MinReplicaSetSize defines the minimum number of replicas that Service Fabric will keep in its view of the replica set for a given partition. For example, if the TargetReplicaSetSize is set to five, then normally (without failures) there will be five replicas in the view of the replica set. However, this number will decrease during failures. For example, if the TargetReplicaSetSize is five and the MinReplicaSetSize is three, then three concurrent failures will leave three replicas in the replica set's view (two up, one down).
However, developers always have some questions like how those two attributes cooperate and work together, and what is the recommended way to set those two values.
Let’s now have some experiments.
Scenario 1.What happens when TargetReplicaSetSize is different from MinReplicaSetSize?
We use a five nodes cluster. Then we deploy a stateful service into it with below configuration:
This means that at steady state there will be 5 replicas for the service in all nodes. For simplicity, we assume this stateful service only has one partition and below is the view of replicas of the service partition.
Now let’s say if nodes 5, 4 and 3 went down (in that order). You can see the number of replicas will be reduced to 3 since MinimumReplicaSetSize is set to 3. When failure happens, Service fabric will shrink down the count of replica set all the way to match the MinimumReplicaSetSize value. SF won't shrink replica set size below MinimumReplicaSetSize, that means replica set on nodes 1, 2 and 3 will stay in the SF view.
Since at this point, we still have 2 (out of 3) replicas up, the majority quorum of stateful service partition is still ensured, service will still be available.
Now let’s say node 2 also went down. We will have quorum loss since majority of the replicas: 2 out of 3 are down. At this point service will be unavailable. Additional writes to the partition will be prevented until a quorum of replicas is restored.
Now let’s say if nodes 4 and 5 came up. At this point we have 3 nodes (out of 5) up, but the service will still not be recovered since there is only 1 out of 3 replicas up. In this case, node 2 or 3 must come up in order for quorum loss recovery. It doesn’t matter if node 4 or 5 come up or not.
Alternatively, if nodes 3 and 4 came up. At this point we have 3 nodes (out of 5) up, and service will recover since there are 2 out of 3 replicas up (quorum achieved).
That’s why when you have TargetReplicaSetSize and MinReplicaSetSize different, the recovery order becomes super important.
Scenario 2. When TargetReplicaSetSize equals to MinReplicaSetSize
Now if you have set TargetReplicaSetSize equals to MinReplicaSetSize. For example, we have set TargetReplicaSetSize=5 and MinimumReplicaSetSize=5. Then stateful service partition will always have five replicas persisted. Replicas in partition will not shrink.
If nodes 5, 4 and 3 went down, which means 3 out of 5 replicas are down in a partition, the stateful service partition will immediately go into quorum loss status.
In this case, we only need to bring back only one random node to restore the quorum (3 out of 5 replicas up and running). The recovery is much easier and quicker than previous situation.
It’s a tradeoff of fault tolerant and quick recovery.
For quick recovery
we recommend setting TargetReplicaSetSize = MinReplicaSetSize.
For fault tolerant
we recommend setting the MinimumReplicaSetSize as demand. There's more fault tolerant because you can lose more replicas. However, the recovery is much more difficult.
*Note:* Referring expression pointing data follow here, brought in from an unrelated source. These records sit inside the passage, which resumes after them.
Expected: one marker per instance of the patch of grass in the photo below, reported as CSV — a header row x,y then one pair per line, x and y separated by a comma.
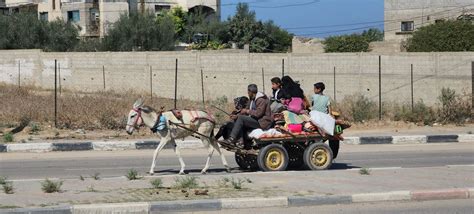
x,y
132,174
95,176
454,108
91,189
237,183
357,108
364,171
8,187
35,128
248,180
420,113
3,179
186,182
157,183
49,186
79,110
234,183
8,137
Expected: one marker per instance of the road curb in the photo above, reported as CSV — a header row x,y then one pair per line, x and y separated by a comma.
x,y
196,144
240,203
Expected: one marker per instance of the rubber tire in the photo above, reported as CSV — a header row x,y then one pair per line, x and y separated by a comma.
x,y
246,162
308,153
334,145
263,153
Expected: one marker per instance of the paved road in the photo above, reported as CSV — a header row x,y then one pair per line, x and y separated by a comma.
x,y
116,163
431,207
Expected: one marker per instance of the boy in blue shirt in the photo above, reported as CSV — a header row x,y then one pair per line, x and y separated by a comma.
x,y
320,101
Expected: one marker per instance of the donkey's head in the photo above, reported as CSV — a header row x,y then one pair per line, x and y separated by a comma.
x,y
135,119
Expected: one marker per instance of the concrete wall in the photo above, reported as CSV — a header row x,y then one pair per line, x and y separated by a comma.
x,y
421,12
228,74
307,45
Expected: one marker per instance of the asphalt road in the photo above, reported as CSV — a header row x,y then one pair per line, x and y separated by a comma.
x,y
429,207
117,163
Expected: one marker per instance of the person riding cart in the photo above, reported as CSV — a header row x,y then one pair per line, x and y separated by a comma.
x,y
256,115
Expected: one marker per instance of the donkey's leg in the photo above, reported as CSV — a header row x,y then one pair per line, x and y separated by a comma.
x,y
162,144
178,154
224,161
209,155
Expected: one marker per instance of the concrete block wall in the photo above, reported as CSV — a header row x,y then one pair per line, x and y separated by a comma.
x,y
228,74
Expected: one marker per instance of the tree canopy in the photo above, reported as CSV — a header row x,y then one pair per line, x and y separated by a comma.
x,y
448,35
Basically, we suggest easier recovery as you want to recover as fast as possible.
System Stateful Services
You can also set TargetReplicaSetSize and MinReplicaSetSize for system stateful services by changing cluster configuration as below:
Below is background of how SF cluster handle stateful service failures:
In a stateful service, incoming data is replicated between replicas (the primary and any active secondaries). If a majority of the replicas receive the data, data is considered quorum committed. (For five replicas, three will be a quorum.) This means that at any point, there will be at least a quorum of replicas with the latest data. If replicas fail (say two out of five), we can use the quorum value to calculate if we can recover. (Because the remaining three out of five replicas are still up, it's guaranteed that at least one replica will have complete data.)
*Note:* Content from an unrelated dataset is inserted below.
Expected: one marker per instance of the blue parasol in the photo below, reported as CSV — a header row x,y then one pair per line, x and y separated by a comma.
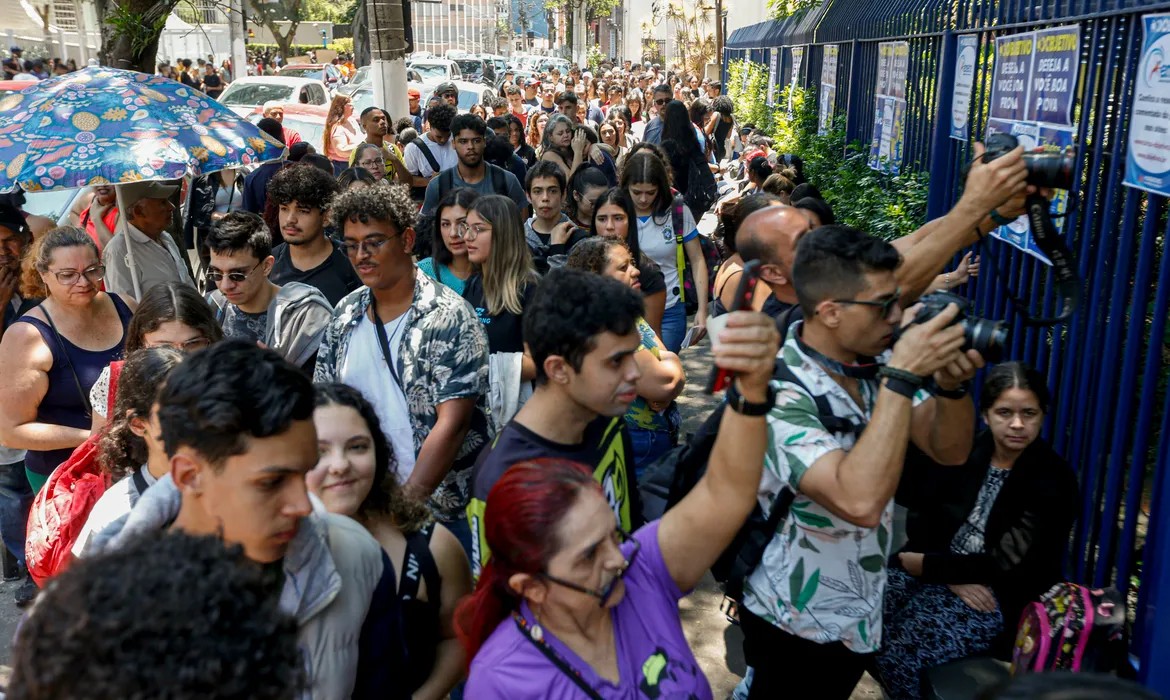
x,y
103,125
When a quorum of replicas fail, the partition is declared to be in a quorum loss state. Say a partition has five replicas, which means that at least three are guaranteed to have complete data. If a quorum (three out five) of replicas fail, Service Fabric can't determine if the remaining replicas (two out five) have enough data to restore the partition. In cases where Service Fabric detects quorum loss, its default behavior is to prevent additional writes to the partition, declare quorum loss, and wait for a quorum of replicas to be restored.
Please note that If # of (UP) replicas drop below Target but is still at or above Minimum, the partition will be in Warning status in Service Fabric cluster health view. If the # of available (UP) replicas drop below Minimum the partition will be in Error status.
Above is the health report logic inside SF cluster which not related to quorum calculation.
Please note for example If the service has a Target of 5, and Minimum of 3, they can lose 3 replicas and maintain quorum even though there’s error saying the partition is below target size in Service Fabric cluster. Application can still be running fine.